One day, when I was very young, I heard a beautiful song on the radio and I was mesmerised. A man with a deep, husky voice promising to fight for my honour, to be the hero that I had been dreaming of, that we would live together knowing that we did it all for the glory of love. Oh Peter, how did you know who and what I’d been dreaming of? How did you know that the lyrics to this beautiful song were exactly what I wanted? Did you write the song for me?… Ahhh swoon!
Yes, I was, still am and always will be a dreamer, a hopeless romantic, a fantasist and a girl with her head in the clouds. “What a lovely song” I said to my mum, “That’s the kind of man I am going to marry one day. Someone who will love me, protect me and always look after me, be my knight in shining armour and when I meet him, everything will be perfect!”. “It’s just a song” she said, “Men like that don’t exist outside of fairy tales.”
Growing up, I was what you could call ‘a wallflower.’ I was painfully shy and introverted, I lacked many social skills and was too frightened of life to try and change. Daydreams were what kept me going… kept me sane maybe, if that makes any sense? I would sit and think about meeting my ideal man, falling in love, my first kiss, getting dressed up for a date and getting flip flops in my tummy every time I saw him. I imagined it all, down to my wedding day on a beach with no shoes and only a few guests. We would look into each others eyes as we both read the wedding vows we had written and personalised for each other. After the ceremony, he would carry me off into the sunset where we would live happily ever after.
The thing is, it was very easy for me to imagine it all, to get lost in my daydreams and fantasies and swoon over meeting ‘him’… because I never, for one moment, thought it would happen. Not really, not in my heart of hearts. I thought I was destined to walk the world alone.
So when I met a man who literally swept me off my dancing feet back in 2009, I tried my best to hold back. I played it cool. It was love at first sight – I was the only one who couldn’t see it. I had been told over and over that these men didn’t exist and that I needed to stop fantasising and get my feet back on the ground. This guy was sweet, really sweet. I didn’t want to scare him away or for him to know that I was a hopeless romantic. I’d been dreaming about him all my life and wanted to meet my hero; my Prince Charming, a man who would make my dream world a reality…..was I still dreaming though?
I may have been playing it cool, but he wasn’t. Within weeks of meeting he told me that he loved me… Woah! How could he? He’d only just met me! I have issues, I am a wallflower, I am a dreamer, I am shy, I am complicated, I am naive, I am …… I am running out of excuses. I am scared, this man was amazing and gave me flip flops just like I’d imagined. That couldn’t be real though surely, not so soon and anyway, these men didn’t exist, right? My head was telling me to steer clear and stay happy with the ones in my mind – that was the safer, more sensible option, right? It was an ongoing battle between my head and my heart.

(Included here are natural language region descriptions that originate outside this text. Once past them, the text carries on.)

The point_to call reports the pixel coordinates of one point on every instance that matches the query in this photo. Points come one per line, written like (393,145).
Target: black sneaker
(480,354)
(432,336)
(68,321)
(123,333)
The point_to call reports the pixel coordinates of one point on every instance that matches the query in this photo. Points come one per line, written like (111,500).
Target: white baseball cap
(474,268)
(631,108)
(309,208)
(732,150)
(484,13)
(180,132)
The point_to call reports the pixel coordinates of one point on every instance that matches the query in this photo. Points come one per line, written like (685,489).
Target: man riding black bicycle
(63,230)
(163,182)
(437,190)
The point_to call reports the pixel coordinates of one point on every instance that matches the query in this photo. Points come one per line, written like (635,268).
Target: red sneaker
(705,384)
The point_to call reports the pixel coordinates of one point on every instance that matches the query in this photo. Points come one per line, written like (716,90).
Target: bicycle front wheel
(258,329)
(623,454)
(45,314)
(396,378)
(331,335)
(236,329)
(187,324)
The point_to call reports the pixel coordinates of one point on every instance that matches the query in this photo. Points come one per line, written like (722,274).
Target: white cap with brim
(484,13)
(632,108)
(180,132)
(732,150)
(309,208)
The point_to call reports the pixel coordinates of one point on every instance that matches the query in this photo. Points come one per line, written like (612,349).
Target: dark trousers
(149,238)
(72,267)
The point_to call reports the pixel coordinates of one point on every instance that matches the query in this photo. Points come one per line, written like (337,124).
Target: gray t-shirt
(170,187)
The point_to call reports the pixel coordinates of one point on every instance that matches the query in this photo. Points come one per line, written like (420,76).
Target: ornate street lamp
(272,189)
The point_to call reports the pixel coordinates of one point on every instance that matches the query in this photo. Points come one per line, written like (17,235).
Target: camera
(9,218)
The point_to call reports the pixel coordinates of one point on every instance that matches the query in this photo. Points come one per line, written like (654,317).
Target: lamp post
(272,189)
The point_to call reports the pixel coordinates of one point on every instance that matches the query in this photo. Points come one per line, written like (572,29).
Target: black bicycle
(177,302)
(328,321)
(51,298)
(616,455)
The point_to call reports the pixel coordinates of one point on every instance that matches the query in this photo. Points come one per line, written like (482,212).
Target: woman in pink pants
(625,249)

Well, whilst I was trying to decide what to do about this man who was professing his love for me and trying so desperately to push him away, other things happened, big things. Suddenly, I had to make the biggest decision of my life – to stay somewhere I was unhappy and unsafe or to run away to the man who loved me. I knew he would help me figure out what to do for the best, whether that meant being with him or not, as he was my friend. That bit I was sure of.
I ran… That was 6 years ago and the beginning of the rest of my life. He was and is still is my hero, they really do exist! He saved me, from myself, from my life and from my dream world. I met the guy that I was always told, didn’t exist. A real life Prince Charming who filled me with hope the very first time I met him. “You keep me standing tall, you help me through it all, I’m always strong when you’re beside me”. Six weeks later we were engaged to be married!
For so many years, it suited me to live in my dream world, I was happy there. Even though, as I got older and was surrounded by people who were, in hindsight, rather bitter about relationships. I kept faith, belief and hope in my childhood dreams about the man I would marry. I found love, which I never thought I would and with it came everything I had ever imagined and more.
This August will mark our fifth wedding anniversary, five years since the day that we stood on the beach in California and spoke our personalised vows promising to love and cherish each other for the rest of our lives. A fairytale wedding, just like I’d always dreamt it would be.
I became a dreamer after hearing that beautiful song by Peter Cetera. I never forgot it. Believe in your dreams. as far fetched and child like as they may seem, because dreams really can come true if you have the courage and faith to pursue them. When you face challenges in life, think of your dreams and how close you are to achieving them. Dreams are the foundation on which you build your future. Don’t ever let anyone tell you that your dreams are out of reach… every day is another chance to make your dreams come true; I am living my dream every day!
I would like to dedicate this article to my husband, Kevin, who through all my faults and insecurities, loved me. He loved me without question and still does. We have been through some incredibly tough times together but every hurdle we have faced has bought us closer still. I truly believe that “hearts will break, stars will fall but in the end, true love conquers all”. We have proven it. As Peter sang, “we did it for love, we did it for the glory of love.”
“You know you’re in love when you can’t fall asleep because reality is finally better than your dreams.” Dr Seuss.